Dies sollte die anstregendste Etappe unseres Wochenend Ausflugs sein. Ziel: El Capitan. Wer “Am Limit” gesehen hat, kennt ihn wahrscheinlich schon. Ich habe ganz vergessen zu erwähnen dass der Yosemite Park ein Kletterparadies weltweit ist. Kletterer von der ganzen Welt kommen hier zum Yosemite Park um so lange wie möglich und so hoch wie möglich zu klettern. Wohnen tun diese im Camp 4, so wie wir.

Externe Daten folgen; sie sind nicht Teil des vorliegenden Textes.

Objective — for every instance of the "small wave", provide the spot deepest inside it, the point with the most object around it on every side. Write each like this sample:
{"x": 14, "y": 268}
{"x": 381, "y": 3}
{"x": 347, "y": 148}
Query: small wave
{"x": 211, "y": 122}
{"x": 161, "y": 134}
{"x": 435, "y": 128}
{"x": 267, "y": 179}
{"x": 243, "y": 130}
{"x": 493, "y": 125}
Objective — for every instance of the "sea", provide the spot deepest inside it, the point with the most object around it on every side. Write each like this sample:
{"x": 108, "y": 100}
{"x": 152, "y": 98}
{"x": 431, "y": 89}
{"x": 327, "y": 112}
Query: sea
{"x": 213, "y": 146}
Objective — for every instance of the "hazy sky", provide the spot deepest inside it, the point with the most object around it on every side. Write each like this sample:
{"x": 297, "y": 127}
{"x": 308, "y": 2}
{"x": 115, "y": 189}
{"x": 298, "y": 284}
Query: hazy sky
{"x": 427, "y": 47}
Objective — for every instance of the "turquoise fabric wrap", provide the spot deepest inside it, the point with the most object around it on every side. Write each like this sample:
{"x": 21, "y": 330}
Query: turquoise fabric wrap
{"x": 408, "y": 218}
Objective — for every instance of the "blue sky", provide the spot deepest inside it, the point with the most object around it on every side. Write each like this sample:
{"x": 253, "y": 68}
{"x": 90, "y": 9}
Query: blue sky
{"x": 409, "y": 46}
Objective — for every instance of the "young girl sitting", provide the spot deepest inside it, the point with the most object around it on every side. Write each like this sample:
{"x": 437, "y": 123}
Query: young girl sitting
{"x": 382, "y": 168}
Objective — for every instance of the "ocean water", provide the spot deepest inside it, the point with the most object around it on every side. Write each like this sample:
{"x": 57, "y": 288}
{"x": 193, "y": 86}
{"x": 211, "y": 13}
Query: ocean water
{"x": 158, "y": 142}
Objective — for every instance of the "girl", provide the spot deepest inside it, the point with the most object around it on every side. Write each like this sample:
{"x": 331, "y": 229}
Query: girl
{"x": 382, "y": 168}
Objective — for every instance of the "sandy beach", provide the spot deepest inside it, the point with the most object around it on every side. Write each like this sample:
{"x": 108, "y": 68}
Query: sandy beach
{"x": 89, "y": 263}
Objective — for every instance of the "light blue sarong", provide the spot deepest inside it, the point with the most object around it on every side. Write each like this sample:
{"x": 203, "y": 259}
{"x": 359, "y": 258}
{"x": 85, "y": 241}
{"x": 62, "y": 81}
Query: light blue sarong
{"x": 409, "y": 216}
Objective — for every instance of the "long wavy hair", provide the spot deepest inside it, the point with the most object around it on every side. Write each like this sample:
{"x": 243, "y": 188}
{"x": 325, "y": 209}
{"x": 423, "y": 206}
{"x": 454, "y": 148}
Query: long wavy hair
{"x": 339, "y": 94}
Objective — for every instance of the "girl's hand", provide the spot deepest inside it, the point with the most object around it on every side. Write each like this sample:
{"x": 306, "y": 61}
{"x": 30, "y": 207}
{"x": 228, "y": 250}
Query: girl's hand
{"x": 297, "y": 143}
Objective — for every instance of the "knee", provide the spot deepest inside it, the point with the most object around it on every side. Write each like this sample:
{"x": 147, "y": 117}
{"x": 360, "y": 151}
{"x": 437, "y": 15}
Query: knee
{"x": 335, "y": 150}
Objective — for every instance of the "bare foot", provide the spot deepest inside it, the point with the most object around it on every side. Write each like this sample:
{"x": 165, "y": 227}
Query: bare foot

Aufs Klettern waren wir eigentlich nicht aus, dennoch war unsere erste Etappe weitaus die schwierigste und kräfteraubendste von allen. Ein Zick-Zack Weg nach dem anderen. Innerhalb von einer Stunde hatten wir schon gut an Höhe gewonnen. Nach oben schauen sollte man trotzdem nicht, es lag noch mindestens genauso viel vor uns. Ohne Frühstück sollte man diesen Aufstieg nicht unbedingt angehen, diese Erfahrung können wir weitergeben. Nach unzähligen Serpentinen (uns wurde fast schwindlig ;-)) konnten wir nach 2 1/4h aufatmen. Wir hatten das Plateau erreicht. 800 Höhenmeter und zirka fünf Kilometer schon hinter uns. Das Wetter spielte zum Glück immer mit. Den ganzen Aufstieg hatten wir ein angenehm kühles Klima. Mit erreichen des ersten Meilensteins verzogen auch die letzten Wolken und die Sonne schenkte uns die ersten Strahlen. Frühstück!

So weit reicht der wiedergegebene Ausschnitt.